As we plan future fundraising efforts, capital improvements are front of mind. Nearly two years ago, Peabody began initial planning for a comprehensive campus improvement project – a key initiative in our Breakthrough Plan 2024 – working closely with the architectural firm of Hord Coplan Macht and our colleagues at Johns Hopkins University Facilities. We all love so many things about this historic Mount Vernon campus, while also recognizing the challenges of accommodating significant programmatic expansion and the changing needs of our students within our current infrastructure.
We are thinking boldly about this issue. We have now completed two preliminary studies focused on improving the student life experience especially in housing and dining, along with a deep dive on how to best accommodate rapidly changing needs for future programmatic space across our campus. On a parallel track, Peabody has done an assessment of debt and philanthropic capacity to support a major campus improvement project.
We reached a critical juncture this past June when we received approval from JHU’s Board of Trustees to advance to a formal feasibility study, which we are undertaking this fall and plan to complete in early spring. This will be a major step towards developing enhanced detail around the proposed improvements to our campus, refined costs on undertaking this project, and further financial planning to support what we expect will be an exciting and transformational vision of the Peabody campus. One of things that makes Peabody unique today is the melding of its long and deep tradition of conservatory practice, with a forward-looking and innovative approach to curriculum and to the performing arts field. Our next step is to ensure our campus can both support and reflect that academic vision while better serving our students and faculty.
This September we welcome Bob Halbruner to Peabody as our new Associate Dean for External Relations.
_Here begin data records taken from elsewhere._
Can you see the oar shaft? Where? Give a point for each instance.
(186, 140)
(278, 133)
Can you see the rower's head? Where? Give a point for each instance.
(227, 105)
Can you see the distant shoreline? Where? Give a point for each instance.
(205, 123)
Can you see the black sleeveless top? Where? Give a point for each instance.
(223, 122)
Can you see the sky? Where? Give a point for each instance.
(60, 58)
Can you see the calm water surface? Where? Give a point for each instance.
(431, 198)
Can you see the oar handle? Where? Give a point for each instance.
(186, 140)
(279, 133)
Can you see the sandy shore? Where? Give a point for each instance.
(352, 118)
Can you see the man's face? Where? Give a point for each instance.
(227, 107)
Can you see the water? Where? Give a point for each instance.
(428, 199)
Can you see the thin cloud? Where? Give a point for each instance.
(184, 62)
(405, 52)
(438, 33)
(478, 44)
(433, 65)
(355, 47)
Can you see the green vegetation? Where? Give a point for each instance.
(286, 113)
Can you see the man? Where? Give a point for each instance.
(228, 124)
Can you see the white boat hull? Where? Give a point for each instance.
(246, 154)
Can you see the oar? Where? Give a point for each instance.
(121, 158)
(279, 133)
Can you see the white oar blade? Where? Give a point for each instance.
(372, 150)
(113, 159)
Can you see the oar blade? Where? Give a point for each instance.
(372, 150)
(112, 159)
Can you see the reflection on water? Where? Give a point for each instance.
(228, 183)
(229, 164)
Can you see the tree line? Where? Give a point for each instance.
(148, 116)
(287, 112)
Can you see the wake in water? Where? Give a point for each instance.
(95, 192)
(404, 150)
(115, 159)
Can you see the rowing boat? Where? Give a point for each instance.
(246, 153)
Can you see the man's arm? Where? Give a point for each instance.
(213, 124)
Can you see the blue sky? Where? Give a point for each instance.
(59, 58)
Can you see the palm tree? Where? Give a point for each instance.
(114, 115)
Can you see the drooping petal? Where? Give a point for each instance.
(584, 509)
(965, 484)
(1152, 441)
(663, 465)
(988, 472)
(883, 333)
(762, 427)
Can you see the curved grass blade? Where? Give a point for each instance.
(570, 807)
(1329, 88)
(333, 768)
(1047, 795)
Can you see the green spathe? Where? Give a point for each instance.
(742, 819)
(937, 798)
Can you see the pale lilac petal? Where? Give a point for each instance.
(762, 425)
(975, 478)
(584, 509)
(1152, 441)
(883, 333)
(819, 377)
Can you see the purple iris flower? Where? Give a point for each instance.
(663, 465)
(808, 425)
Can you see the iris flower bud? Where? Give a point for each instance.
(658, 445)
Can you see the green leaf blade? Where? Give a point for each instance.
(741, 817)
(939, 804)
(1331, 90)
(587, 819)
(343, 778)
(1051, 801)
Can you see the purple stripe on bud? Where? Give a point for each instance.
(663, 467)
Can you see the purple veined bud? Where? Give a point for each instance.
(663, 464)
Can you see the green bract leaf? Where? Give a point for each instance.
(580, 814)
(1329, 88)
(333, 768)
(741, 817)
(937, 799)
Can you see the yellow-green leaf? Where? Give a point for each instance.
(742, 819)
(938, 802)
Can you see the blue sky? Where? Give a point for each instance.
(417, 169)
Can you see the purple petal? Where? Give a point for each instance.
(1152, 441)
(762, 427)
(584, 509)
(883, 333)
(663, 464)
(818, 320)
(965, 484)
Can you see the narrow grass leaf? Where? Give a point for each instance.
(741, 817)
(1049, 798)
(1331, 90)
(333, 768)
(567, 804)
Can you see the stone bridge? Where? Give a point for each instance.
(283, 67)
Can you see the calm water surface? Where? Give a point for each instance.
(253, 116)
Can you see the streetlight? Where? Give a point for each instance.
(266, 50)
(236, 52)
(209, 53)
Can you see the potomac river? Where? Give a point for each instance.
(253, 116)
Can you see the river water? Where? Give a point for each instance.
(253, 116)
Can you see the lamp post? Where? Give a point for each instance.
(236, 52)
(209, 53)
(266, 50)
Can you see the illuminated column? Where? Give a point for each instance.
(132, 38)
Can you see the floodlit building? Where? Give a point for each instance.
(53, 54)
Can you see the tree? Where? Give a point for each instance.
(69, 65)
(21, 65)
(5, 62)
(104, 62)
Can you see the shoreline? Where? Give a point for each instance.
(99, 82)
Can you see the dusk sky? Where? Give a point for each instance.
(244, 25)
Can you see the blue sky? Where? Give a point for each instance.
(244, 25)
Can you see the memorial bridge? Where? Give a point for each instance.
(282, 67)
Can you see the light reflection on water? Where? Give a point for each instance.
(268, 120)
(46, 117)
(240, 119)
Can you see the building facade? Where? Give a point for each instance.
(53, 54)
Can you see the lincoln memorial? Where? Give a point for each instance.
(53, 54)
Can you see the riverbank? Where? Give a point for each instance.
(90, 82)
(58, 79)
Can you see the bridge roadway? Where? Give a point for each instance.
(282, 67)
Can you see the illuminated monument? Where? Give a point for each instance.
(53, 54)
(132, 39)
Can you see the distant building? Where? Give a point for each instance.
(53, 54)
Bob comes to us from the Smithsonian Institution where he served as Director of Individual Advancement since 2019. In this capacity Bob was a member of the Office of Advancement leadership team, working across all Smithsonian museums and centers, and oversaw a staff of 23 responsible for raising $50 million in new commitments annually. Before beginning his twenty-plus-year career in development, Bob’s background was in music. He’s a proud alum of Peabody where he received his Master of Music degree in piano, placing Bob in a unique position to meld his considerable advancement experience and skills with a passion for, and very personal connection to, our mission.
You have seen me report regularly on the range of work that is going on in the critical ADEI space at Peabody, in all areas from recruitment of faculty, staff, and students, to expanding the range and diversity of the art being studied and performed. An area of notable success over the last five years has been in the substantively increased diversity of our student cohort, as noted above. While we seek to build on this progress generally, we are especially focused on building a more diverse and representative Doctor of Musical Arts program.
As part of JHU’s newly launched Pathways to PhD award program, the university is investing $5 million to create “pathway” programs that attract and prepare students underrepresented in academia to pursue PhDs (in our case, DMAs) in non-STEM fields. I am so pleased to report that Peabody has been awarded $1 million of this funding to support the launch of its Pathways to DMA initiative that will provide two students in each cohort of our Master of Music program with grant funding and a dedicated pathway into the DMA program. This is a significant step forward in building on the material progress we have made in the diversification of our undergraduate student cohort – so critical to the future of our field – by carving out a unique and highly visible way to bring a similar range of diversity to our graduate programs, especially the Doctor of Musical Arts degree. I am most grateful to Carl DuPont, Zane Forshee, Richard Giarusso, Paul Mathews, and Townsend Plant for their leadership in developing this new initiative.